Impact of Albumin Therapy in Critically Ill COVID-19 Patients: A Retrospective Cohort Study
Correspondence Address :
Dr. Rajesh Kumar,
Department of Anaesthesiology, Era’s Lucknow Medical University and Hospital, Lucknow-226003, Uttar Pradesh, India.
E-mail: docraj198810@gmail.com
Introduction: Coronavirus Disease 2019 (COVID-19) is an infectious disease caused by Severe Acute Respiratory Syndrome Coronavirus 2 (SARS-CoV-2). Due to the limited understanding of this disease, research has quickly extended towards identifying biomarkers to predict its prognosis and progression.
Aim: To explore the impact of albumin infusion on critically ill COVID-19 patients.
Materials and Methods: In this retrospective cohort study, a total of 150 severe COVID-19 patients aged 18 to 65 years were enrolled. These patients were categorised into the no albumin infusion group (n=61), consisting of those who did not undergo albumin transfusion during their treatment, and the albumin infusion group (n=89), comprising patients who received albumin transfusion as part of their treatment protocol. Assessments of hospitalisation included the Sequential Organ Failure Assessment (SOFA), and Acute Physiology and Chronic Health Evaluation (APACHE-II) scores obtained at baseline and day 5. Unpaired t-tests, Chi-square tests, and paired t-tests were used for analysis.

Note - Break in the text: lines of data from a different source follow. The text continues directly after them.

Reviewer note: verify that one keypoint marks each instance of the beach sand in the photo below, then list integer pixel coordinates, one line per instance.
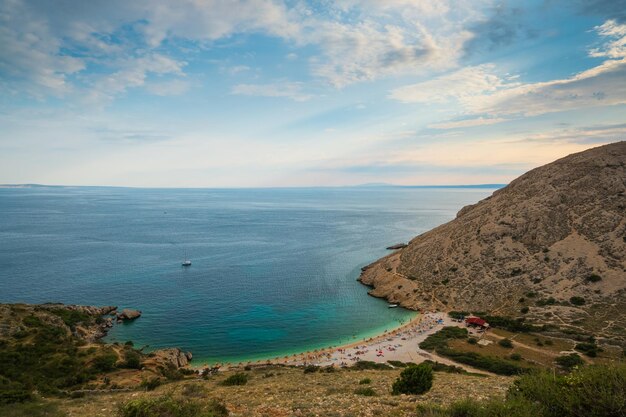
(401, 344)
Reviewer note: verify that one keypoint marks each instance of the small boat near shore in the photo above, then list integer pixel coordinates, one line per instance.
(186, 261)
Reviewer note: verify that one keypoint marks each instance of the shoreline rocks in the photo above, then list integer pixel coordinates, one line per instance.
(397, 246)
(128, 314)
(174, 356)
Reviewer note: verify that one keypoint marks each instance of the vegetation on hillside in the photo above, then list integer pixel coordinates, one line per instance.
(593, 391)
(44, 355)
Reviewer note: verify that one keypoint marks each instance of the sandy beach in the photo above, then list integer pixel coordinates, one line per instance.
(401, 344)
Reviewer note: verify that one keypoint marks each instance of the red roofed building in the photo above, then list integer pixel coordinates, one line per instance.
(476, 321)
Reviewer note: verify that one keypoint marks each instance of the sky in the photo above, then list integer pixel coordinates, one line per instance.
(271, 93)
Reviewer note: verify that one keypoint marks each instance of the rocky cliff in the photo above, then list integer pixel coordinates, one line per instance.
(550, 247)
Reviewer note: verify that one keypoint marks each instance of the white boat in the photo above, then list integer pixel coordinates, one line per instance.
(186, 262)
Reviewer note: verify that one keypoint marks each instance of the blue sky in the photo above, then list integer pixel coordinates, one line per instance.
(247, 93)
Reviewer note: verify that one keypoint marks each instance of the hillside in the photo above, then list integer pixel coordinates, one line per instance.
(550, 247)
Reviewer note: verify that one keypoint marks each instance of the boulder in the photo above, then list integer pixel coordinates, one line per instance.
(129, 314)
(173, 356)
(397, 246)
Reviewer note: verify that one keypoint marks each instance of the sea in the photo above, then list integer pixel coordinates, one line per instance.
(273, 270)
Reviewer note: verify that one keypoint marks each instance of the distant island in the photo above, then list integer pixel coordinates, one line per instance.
(524, 289)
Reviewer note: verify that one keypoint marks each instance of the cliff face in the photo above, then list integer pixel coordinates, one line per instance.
(557, 231)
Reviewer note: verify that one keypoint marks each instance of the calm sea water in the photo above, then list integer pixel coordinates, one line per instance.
(274, 270)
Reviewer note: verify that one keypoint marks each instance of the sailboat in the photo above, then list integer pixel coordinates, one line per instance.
(186, 262)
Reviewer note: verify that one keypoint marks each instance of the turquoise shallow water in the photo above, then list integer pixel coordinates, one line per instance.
(274, 270)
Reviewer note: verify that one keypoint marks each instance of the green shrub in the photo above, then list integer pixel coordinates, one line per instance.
(309, 369)
(458, 314)
(365, 391)
(506, 343)
(510, 324)
(104, 362)
(414, 380)
(441, 367)
(235, 379)
(546, 302)
(487, 363)
(594, 391)
(31, 409)
(150, 384)
(132, 360)
(589, 349)
(440, 339)
(577, 301)
(570, 361)
(593, 278)
(590, 391)
(167, 407)
(72, 317)
(193, 390)
(361, 365)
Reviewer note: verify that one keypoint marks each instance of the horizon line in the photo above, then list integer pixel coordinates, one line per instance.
(366, 185)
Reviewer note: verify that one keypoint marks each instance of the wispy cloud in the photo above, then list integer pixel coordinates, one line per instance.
(291, 90)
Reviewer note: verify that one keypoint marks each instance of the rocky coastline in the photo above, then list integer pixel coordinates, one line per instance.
(548, 248)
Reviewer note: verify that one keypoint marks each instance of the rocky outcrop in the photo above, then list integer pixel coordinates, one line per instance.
(173, 356)
(397, 246)
(92, 323)
(556, 232)
(128, 314)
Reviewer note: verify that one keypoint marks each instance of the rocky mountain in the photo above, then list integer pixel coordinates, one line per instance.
(549, 247)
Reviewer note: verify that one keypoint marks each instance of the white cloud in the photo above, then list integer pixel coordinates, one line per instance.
(480, 91)
(459, 85)
(481, 121)
(291, 90)
(46, 44)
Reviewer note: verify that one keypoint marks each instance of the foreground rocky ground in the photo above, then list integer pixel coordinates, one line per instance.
(550, 248)
(278, 392)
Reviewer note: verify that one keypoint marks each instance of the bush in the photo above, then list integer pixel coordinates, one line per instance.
(235, 379)
(168, 407)
(595, 391)
(31, 409)
(570, 361)
(506, 343)
(589, 349)
(487, 363)
(510, 324)
(193, 390)
(132, 360)
(150, 384)
(592, 391)
(309, 369)
(365, 391)
(414, 380)
(577, 301)
(104, 362)
(440, 339)
(593, 278)
(361, 365)
(441, 367)
(458, 314)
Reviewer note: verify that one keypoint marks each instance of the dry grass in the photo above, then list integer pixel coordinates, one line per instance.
(285, 392)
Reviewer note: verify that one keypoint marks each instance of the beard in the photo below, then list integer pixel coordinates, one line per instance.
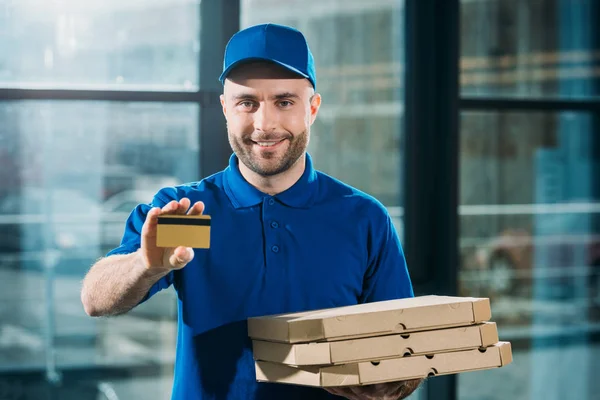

Results: The mean values of Haemoglobin (Hb), eosinophils, Random Blood Sugar (RBS), Mean Corpuscular Volume (MCV), total protein, serum urea, serum bilirubin, Prothrombin Time (PT), International Normalised Ratio (INR), Interleukin 6 (IL-6), Erythrocyte Sedimentation Rate (ESR), C-Reactive Protein (CRP), and D-dimer exhibited significant differences between the two groups. The average duration of vasopressor usage and Intensive Care Unit (ICU) stay were significantly reduced in the albumin infusion group (3.50±1.55 days and 8.70±4.20 days, respectively) compared to no albumin infusion group (4.33±1.05 days and 12.80±3.43 days, respectively). The albumin infusion group also displayed a lower incidence of Renal Replacement Therapy (RRT) and poorer ICU outcomes.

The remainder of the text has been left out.